Aku senang. Ternyata aku masih diberi kesempatan untuk melihat Raka terakhir kalinya. Sebelum aku benar-benar tidak bisa melihatnya, untuk selamanya.
Perlahan ku buka pintu kamar tempat Raka dirawat. Aku tak tega melhat Raka yang sampai saat ini belum sadarkan diri dan terbaring lemas diatas ranjang. Kudekati Raka, ku tatap wajahnya yang damai. Mungkin.. ini untuk yang terakhir kalinya.
“Raka, maafin aku. Aku gak bisa tepati janji untuk selalu ada disisimu. Mulai sekarang, kamu jaga diri ya. Jangan sakit, kamu gak boleh sakit.” Lagi, air mataku menetes tanpa perintah. “Makasih banyak untuk semua yang pernah kamu berikan. Aku bahagia pernah memiliki orang sebaik kamu. I love you, Raka.”
Kutinggalkan ruangan Raka dengan langkah berat. Sungguh, aku tak pernah ingin meninggalkannya. Tapi, aku tak bisa memaksakan semuanya agar berjalan sesuai dengan keinginanku. Maaf Raka, aku tak berdaya dan harus pergi. Apalah arti sebuah hubungan jika tak direstui. Selamat tinggal, Raka.
* * *
Musim hujan datang lagi. Rintik hujan setia menemani hari-hariku. Akupun masih setia duduk sambil memandangi hujan dari kaca jendela kamarku. Tidak, aku hanya merasakan dinginnya hujan tapi tak bisa menatapnya. Sudah setahun aku begini, tak ada yang bisa kulakukan. Aku juga masih saja belum bisa melupakannya meski aku sudah mengambil langkah dengan menutup toko bungaku dan pindah rumah agar bisa melupakannya. Tetapi, tetap saja aku tak bisa melupakannya. Memang benar apa yang orang katakan, semakin kau berusaha untuk melupakannya, semakin keras kau berjuang melupakannya, semakin sulitlah kau melupakannya.
Suara ketukan pintu membuyarkan lamunanku. Seperti biasa, hingga sekarang Lisa selalu mengunjungiku setiap hari. Ia selalu datang untuk melihat keadaanku. Aku berjalan keluar dari kamar sambil menggapai dinding-dinding berusaha mencapai pintu dan membukanya.

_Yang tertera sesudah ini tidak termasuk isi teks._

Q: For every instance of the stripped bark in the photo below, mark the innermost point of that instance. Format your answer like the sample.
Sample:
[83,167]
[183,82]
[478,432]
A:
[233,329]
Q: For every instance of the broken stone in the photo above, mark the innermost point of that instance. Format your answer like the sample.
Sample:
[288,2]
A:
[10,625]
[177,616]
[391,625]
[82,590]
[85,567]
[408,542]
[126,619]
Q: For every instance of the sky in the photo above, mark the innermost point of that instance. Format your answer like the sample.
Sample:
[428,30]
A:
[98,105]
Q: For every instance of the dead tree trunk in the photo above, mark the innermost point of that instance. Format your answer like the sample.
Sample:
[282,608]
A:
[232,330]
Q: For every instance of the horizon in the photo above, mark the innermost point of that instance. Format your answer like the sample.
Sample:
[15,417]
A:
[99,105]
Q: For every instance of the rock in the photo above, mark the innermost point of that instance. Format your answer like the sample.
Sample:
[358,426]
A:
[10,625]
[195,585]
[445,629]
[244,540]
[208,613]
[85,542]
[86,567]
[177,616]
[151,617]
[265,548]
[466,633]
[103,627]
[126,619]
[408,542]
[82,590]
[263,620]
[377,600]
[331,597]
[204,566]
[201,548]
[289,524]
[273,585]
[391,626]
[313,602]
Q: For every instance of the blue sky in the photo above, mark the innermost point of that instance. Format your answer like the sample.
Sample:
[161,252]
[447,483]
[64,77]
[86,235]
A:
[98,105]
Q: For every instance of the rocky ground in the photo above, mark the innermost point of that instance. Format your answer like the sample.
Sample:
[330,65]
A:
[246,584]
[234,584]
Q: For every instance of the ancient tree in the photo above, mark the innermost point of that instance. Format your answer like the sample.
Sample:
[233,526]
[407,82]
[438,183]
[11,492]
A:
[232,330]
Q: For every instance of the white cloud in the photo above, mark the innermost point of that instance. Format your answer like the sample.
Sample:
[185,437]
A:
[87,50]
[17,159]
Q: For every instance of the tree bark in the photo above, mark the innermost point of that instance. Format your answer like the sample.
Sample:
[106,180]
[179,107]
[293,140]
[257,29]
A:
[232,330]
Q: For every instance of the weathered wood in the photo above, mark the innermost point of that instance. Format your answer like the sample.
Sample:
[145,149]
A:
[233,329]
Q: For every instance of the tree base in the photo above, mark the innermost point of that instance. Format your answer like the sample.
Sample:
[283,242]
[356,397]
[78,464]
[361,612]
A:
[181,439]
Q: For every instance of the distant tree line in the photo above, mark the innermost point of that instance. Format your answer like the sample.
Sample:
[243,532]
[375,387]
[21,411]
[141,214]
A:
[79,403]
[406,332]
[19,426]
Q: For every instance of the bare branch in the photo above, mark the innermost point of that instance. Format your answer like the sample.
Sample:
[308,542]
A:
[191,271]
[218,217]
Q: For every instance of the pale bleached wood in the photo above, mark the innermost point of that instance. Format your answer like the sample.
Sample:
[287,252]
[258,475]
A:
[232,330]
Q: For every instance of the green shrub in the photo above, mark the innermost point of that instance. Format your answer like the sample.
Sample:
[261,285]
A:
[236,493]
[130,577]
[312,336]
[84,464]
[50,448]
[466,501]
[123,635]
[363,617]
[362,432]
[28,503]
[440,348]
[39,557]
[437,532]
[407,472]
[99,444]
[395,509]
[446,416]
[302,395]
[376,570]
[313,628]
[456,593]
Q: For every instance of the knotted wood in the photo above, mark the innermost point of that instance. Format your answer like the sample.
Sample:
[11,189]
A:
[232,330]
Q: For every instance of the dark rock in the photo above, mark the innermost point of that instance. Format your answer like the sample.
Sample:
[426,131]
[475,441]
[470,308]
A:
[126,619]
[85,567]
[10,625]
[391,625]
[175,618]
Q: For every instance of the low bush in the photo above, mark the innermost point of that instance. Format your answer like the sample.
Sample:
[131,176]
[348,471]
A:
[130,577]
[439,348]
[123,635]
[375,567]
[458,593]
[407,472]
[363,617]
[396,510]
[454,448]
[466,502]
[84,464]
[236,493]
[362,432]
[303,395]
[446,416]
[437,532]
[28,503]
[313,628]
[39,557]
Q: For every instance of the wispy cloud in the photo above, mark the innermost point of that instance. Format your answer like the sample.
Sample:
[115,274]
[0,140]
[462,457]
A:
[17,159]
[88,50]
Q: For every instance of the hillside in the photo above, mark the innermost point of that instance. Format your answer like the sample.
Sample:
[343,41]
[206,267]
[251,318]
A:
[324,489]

“Lisa, udah selesaikah dari rumah sakit hari ini?”
“Hm? Lisa?”
Suara itu. Suara yang tak asing bagiku. Suara yang selama ini aku rindukan.
“Si..siapa?”
Ia menggapai tanganku. Dan meletakkan sesuatu yang bisa kucium wanginya. Wangi yang aku sukai, bunga mawar putih. “Bunga yang indah, untuk wanita terindah.”
Kalimat itu.. kalimat yang dulu paling aku sukai. Kalimat yang selalu kudengar setiap hari. Kalimat dari orang yang paling kucintai. Aku pasti bermimpi. Ini sungguh sangat mustahil.
Lututku melemas, hampir saja aku terjatuh. Namun, dengan sigap ia memelukku. “I miss you so bad, Nasya. Kenapa kamu pergi? Kenapa kamu ninggalin aku? Dan kenapa kamu lakuin ini?”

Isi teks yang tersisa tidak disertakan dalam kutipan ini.